# Kiser Lake Wipers



## JPfishing (Mar 13, 2008)

I have caught a few Wipers out of Kiser Lake over the last 4 years. One of them, very big. Fighting these fish are a BLAST ! I was wondering if anyone fishes for them here and would know what to use. I would like to try and catch them this summer. Any tips or spots anywhere would be appreciated !


----------



## riverKing (Jan 26, 2007)

probably my favorite setup for shoreline hybrids in lakes, 9ft spinning rod, big reel with 10lb mono or 20lb powerpro, some big red and white zara spooks. go in the evening or right after rain and launch it out, fish it back real fast. if the water is a little cooler use swimbaits or 5in grubs. alot of guys like chicken livers but i havent found a good way of catching hybrid on liver without killing a good portion of the catch. also flyrods with clousers will take a good share of fish if they are close, best chances are around inflowing creeks and ditches when its flooded.


----------



## JPfishing (Mar 13, 2008)

Thanks, I would say 50% of my wipers were during or after a hard summer rain. The other portion have been caught on chicken livers while catfishing in kiser. Thanks for the advice !


----------



## 1catdaddy1 (Jan 29, 2007)

if you can find the shad,you will find the wipers,of course they have to be feeding.on windy days try the banks with the most wind driving into them. i have seen rattletraps work very well for bait.


----------



## midoh39 (May 8, 2005)

I was fishing for them alot this year. If your fishing form a canoe i would drift chicken livers or troll rattle traps. Cant really help you from shore. But its a blast when they hit while trolling, but the other thing is there's alot of smaller stripers that you will catch alot of if trolling.


----------



## Bronco Billy (Mar 23, 2020)

midoh39 said:


> I was fishing for them alot this year. If your fishing form a canoe i would drift chicken livers or troll rattle traps. Cant really help you from shore. But its a blast when they hit while trolling, but the other thing is there's alot of smaller stripers that you will catch alot of if trolling.
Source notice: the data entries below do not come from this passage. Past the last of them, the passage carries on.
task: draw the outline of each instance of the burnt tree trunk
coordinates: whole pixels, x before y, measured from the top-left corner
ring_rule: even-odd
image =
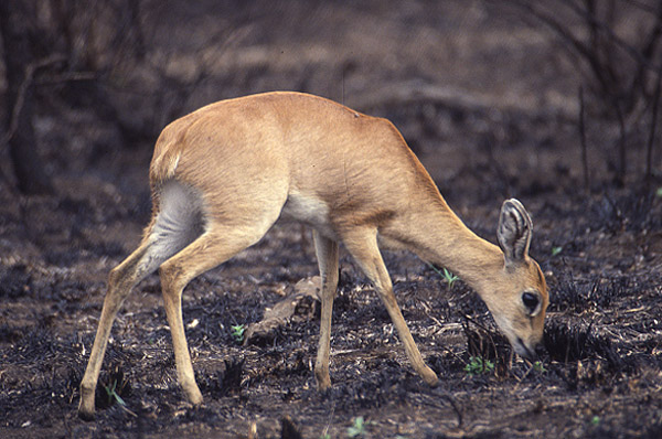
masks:
[[[17,176],[18,189],[24,194],[52,192],[35,144],[32,115],[33,87],[29,72],[34,68],[35,14],[24,1],[0,1],[0,34],[7,71],[7,108],[4,121],[9,135],[9,156]]]

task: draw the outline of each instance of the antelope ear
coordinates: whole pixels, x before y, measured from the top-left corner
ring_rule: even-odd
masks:
[[[533,224],[528,213],[515,199],[503,202],[496,237],[503,250],[505,266],[519,265],[528,257]]]

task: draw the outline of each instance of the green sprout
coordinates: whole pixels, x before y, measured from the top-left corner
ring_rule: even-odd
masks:
[[[533,370],[535,372],[541,373],[541,374],[547,372],[547,370],[545,368],[545,365],[543,364],[543,362],[540,362],[540,361],[533,363]]]
[[[470,357],[469,363],[465,366],[465,372],[469,376],[488,374],[492,371],[494,371],[494,363],[480,356]]]
[[[351,427],[348,427],[348,436],[350,438],[359,438],[365,436],[365,419],[363,416],[359,416],[354,418],[354,424]]]
[[[595,415],[592,418],[590,418],[590,424],[594,426],[597,426],[600,424],[600,417],[598,415]]]
[[[430,268],[433,270],[435,270],[435,272],[437,275],[439,275],[440,277],[444,278],[444,280],[446,280],[446,283],[448,283],[448,289],[451,290],[452,289],[452,285],[455,283],[456,280],[459,280],[460,278],[457,277],[456,275],[453,275],[452,272],[448,271],[446,269],[446,267],[444,267],[444,272],[439,271],[439,269],[437,269],[437,267],[435,267],[434,265],[431,265],[430,263],[428,263],[428,265],[430,266]]]
[[[117,379],[113,382],[113,385],[104,386],[106,393],[108,394],[108,405],[111,406],[113,401],[117,401],[120,406],[126,406],[127,403],[117,394]]]
[[[242,343],[244,341],[244,332],[246,331],[246,325],[244,324],[235,324],[231,326],[232,329],[232,338],[235,339],[237,343]]]

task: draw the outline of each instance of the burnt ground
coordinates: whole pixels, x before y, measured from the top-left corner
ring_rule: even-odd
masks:
[[[278,224],[185,290],[202,407],[184,403],[178,388],[153,275],[114,325],[96,420],[79,420],[78,384],[105,278],[149,220],[151,147],[114,144],[115,128],[89,109],[50,101],[35,126],[55,195],[19,195],[11,179],[0,190],[0,436],[242,438],[255,426],[254,437],[296,437],[291,424],[303,438],[344,438],[363,417],[372,438],[662,437],[660,160],[658,180],[641,183],[642,147],[631,139],[631,176],[616,186],[616,128],[596,124],[588,132],[591,188],[579,189],[573,115],[580,78],[549,35],[508,11],[480,2],[308,4],[248,14],[234,43],[212,53],[214,79],[192,87],[185,107],[299,89],[386,116],[460,217],[492,242],[502,200],[517,196],[533,216],[531,254],[551,290],[542,367],[510,361],[485,307],[461,280],[449,288],[413,255],[385,253],[403,313],[439,374],[437,388],[426,386],[375,292],[341,254],[333,387],[319,394],[314,300],[252,344],[233,336],[232,326],[258,322],[297,281],[317,275],[309,232]],[[159,24],[146,26],[156,46],[167,35],[193,35],[166,60],[185,76],[195,61],[186,44],[202,38],[195,31],[228,19],[222,10],[173,8],[154,8]],[[149,111],[153,101],[145,96]],[[471,356],[494,370],[468,374]]]

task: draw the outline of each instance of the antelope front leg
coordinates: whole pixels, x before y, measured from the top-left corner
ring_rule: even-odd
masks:
[[[333,297],[338,288],[338,243],[313,231],[314,251],[322,277],[322,312],[320,319],[320,342],[314,362],[314,377],[319,390],[331,387],[329,376],[329,351],[331,349],[331,317]]]
[[[354,259],[361,266],[361,269],[373,282],[382,302],[388,311],[393,325],[397,330],[401,341],[405,345],[405,352],[414,370],[430,386],[438,384],[437,374],[429,368],[423,361],[423,356],[416,346],[416,342],[409,332],[409,328],[403,318],[397,300],[393,293],[391,277],[382,259],[382,254],[377,246],[376,231],[353,229],[343,237],[343,243]]]

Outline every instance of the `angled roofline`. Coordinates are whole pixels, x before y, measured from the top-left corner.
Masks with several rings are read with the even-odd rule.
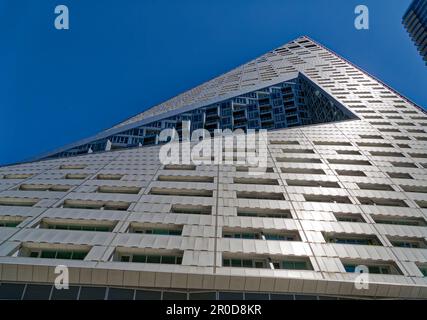
[[[370,74],[368,71],[366,71],[365,69],[359,67],[358,65],[356,65],[355,63],[347,60],[346,58],[344,58],[343,56],[339,55],[338,53],[336,53],[335,51],[325,47],[324,45],[320,44],[319,42],[317,42],[316,40],[313,40],[312,38],[310,38],[309,36],[304,36],[305,38],[309,39],[310,41],[314,42],[315,44],[317,44],[319,47],[322,47],[323,49],[329,51],[330,53],[332,53],[333,55],[335,55],[336,57],[344,60],[346,63],[348,63],[349,65],[359,69],[360,71],[362,71],[365,75],[367,75],[368,77],[371,77],[372,79],[374,79],[375,81],[379,82],[381,85],[383,85],[385,88],[387,88],[388,90],[390,90],[391,92],[393,92],[394,94],[396,94],[397,96],[399,96],[400,98],[402,98],[403,100],[405,100],[406,102],[412,104],[414,107],[418,108],[420,111],[424,112],[427,114],[427,111],[419,106],[417,103],[415,103],[414,101],[412,101],[411,99],[407,98],[406,96],[404,96],[403,94],[401,94],[399,91],[393,89],[392,87],[390,87],[389,85],[387,85],[386,83],[384,83],[383,81],[381,81],[380,79],[378,79],[376,76]]]

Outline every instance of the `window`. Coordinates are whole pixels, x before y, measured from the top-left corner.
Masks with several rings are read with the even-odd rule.
[[[54,191],[54,192],[67,192],[72,186],[51,185],[51,184],[21,184],[19,190],[21,191]]]
[[[393,167],[396,168],[416,168],[415,163],[412,162],[392,162]]]
[[[326,202],[326,203],[352,203],[345,196],[324,196],[324,195],[308,195],[304,194],[304,199],[307,202]]]
[[[374,235],[335,234],[323,233],[326,242],[366,246],[381,246],[381,242]]]
[[[282,149],[284,153],[303,153],[303,154],[313,154],[314,150],[312,149]]]
[[[392,186],[388,184],[377,184],[377,183],[357,183],[357,186],[362,190],[382,190],[382,191],[394,191]]]
[[[366,174],[363,171],[357,170],[335,170],[340,176],[349,176],[349,177],[366,177]]]
[[[328,159],[330,164],[344,164],[355,166],[370,166],[371,163],[365,160],[348,160],[348,159]]]
[[[367,197],[357,197],[357,199],[361,204],[371,206],[408,207],[405,201],[399,199],[380,199]]]
[[[405,186],[400,185],[405,192],[427,193],[427,186]]]
[[[322,163],[320,159],[317,158],[284,158],[278,157],[277,161],[285,163]]]
[[[403,158],[403,154],[399,152],[383,152],[383,151],[371,151],[369,152],[371,156],[374,157],[394,157],[394,158]]]
[[[214,177],[203,177],[203,176],[165,176],[160,175],[157,178],[158,181],[170,181],[170,182],[214,182]]]
[[[13,174],[6,174],[3,179],[28,179],[32,177],[32,174],[19,174],[19,173],[13,173]]]
[[[416,217],[399,217],[399,216],[384,216],[384,215],[372,215],[375,223],[379,224],[394,224],[402,226],[427,226],[426,221],[423,218]]]
[[[212,197],[213,191],[199,189],[175,189],[153,187],[151,188],[149,194],[161,196]]]
[[[182,252],[170,252],[161,250],[161,252],[116,252],[114,261],[136,262],[136,263],[157,263],[157,264],[181,264]]]
[[[117,222],[98,220],[49,219],[40,223],[42,229],[111,232]]]
[[[314,141],[313,142],[317,146],[342,146],[342,147],[351,147],[350,142],[344,141]]]
[[[325,171],[322,169],[304,169],[304,168],[280,168],[282,173],[291,173],[291,174],[319,174],[325,175]]]
[[[59,167],[61,170],[79,170],[86,168],[83,164],[63,164]]]
[[[335,218],[340,222],[366,222],[360,214],[351,213],[333,213]]]
[[[361,153],[359,151],[355,150],[337,150],[338,154],[344,154],[344,155],[353,155],[353,156],[360,156]]]
[[[98,209],[98,210],[120,210],[126,211],[130,206],[124,201],[94,201],[94,200],[65,200],[63,208],[73,209]]]
[[[1,197],[0,206],[32,207],[39,201],[40,199]]]
[[[389,143],[375,143],[375,142],[358,142],[359,147],[374,147],[374,148],[393,148]]]
[[[299,234],[296,231],[255,230],[250,228],[224,227],[222,230],[222,236],[223,238],[235,239],[300,241]]]
[[[165,236],[180,236],[182,234],[182,228],[182,225],[131,223],[128,232]]]
[[[168,164],[165,165],[163,170],[196,170],[196,166],[190,164]]]
[[[427,248],[427,243],[424,238],[416,237],[388,237],[391,244],[400,248]]]
[[[98,174],[96,176],[97,180],[121,180],[123,178],[123,175],[121,174]]]
[[[66,259],[66,260],[84,260],[89,252],[89,248],[83,246],[62,246],[61,248],[36,248],[33,246],[23,245],[18,256],[42,259]],[[80,247],[80,248],[79,248]]]
[[[257,268],[257,269],[285,269],[285,270],[313,270],[308,258],[297,257],[265,257],[265,256],[227,256],[222,259],[223,267]]]
[[[281,145],[299,145],[298,141],[285,141],[285,140],[273,140],[270,144],[281,144]]]
[[[274,172],[273,168],[271,167],[267,167],[267,168],[257,168],[257,167],[243,167],[243,166],[238,166],[236,167],[236,171],[237,172],[249,172],[249,169],[253,170],[253,171],[259,171],[259,172]]]
[[[277,179],[234,177],[233,183],[278,186]]]
[[[283,193],[237,191],[237,199],[285,200]]]
[[[237,216],[292,219],[290,210],[281,209],[237,208]]]
[[[139,191],[141,191],[139,187],[98,187],[99,193],[138,194]]]
[[[177,214],[210,215],[210,214],[212,214],[212,207],[211,206],[195,206],[195,205],[185,205],[185,204],[173,204],[170,212],[171,213],[177,213]]]
[[[415,201],[420,208],[427,209],[427,201]]]
[[[24,217],[0,216],[0,227],[15,228],[24,220],[25,220]]]
[[[418,269],[420,269],[420,271],[424,277],[427,277],[427,266],[426,265],[419,265]]]
[[[414,179],[409,173],[404,172],[387,172],[390,178],[394,179]]]
[[[292,187],[320,187],[320,188],[340,188],[334,181],[314,181],[314,180],[290,180],[286,179],[288,186]]]
[[[87,177],[89,177],[89,175],[84,173],[75,173],[75,174],[69,173],[65,175],[65,179],[70,179],[70,180],[84,180]]]
[[[369,270],[369,273],[372,274],[392,274],[392,275],[401,275],[402,272],[393,262],[382,263],[382,262],[372,262],[372,261],[358,261],[354,262],[343,262],[344,269],[346,272],[354,273],[358,266],[366,266]]]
Hi I need more info on strippers in Kaiser lake in ohio please any reports for 2020 yet


----------



## gulfvet (Apr 14, 2004)

What I really need is some way to predict when they will be "on". I have experienced that only once (SEE my avatar). Between white bass, LMB and Wipers, I personally lost count around 30 fish that day. All but one LMB C&Rd. That one took a hook to the gills. I have heard that the shad school when the water gets to 50 degrees and that's when the predators start binging. Is the water temp of the lake posted anywhere?


----------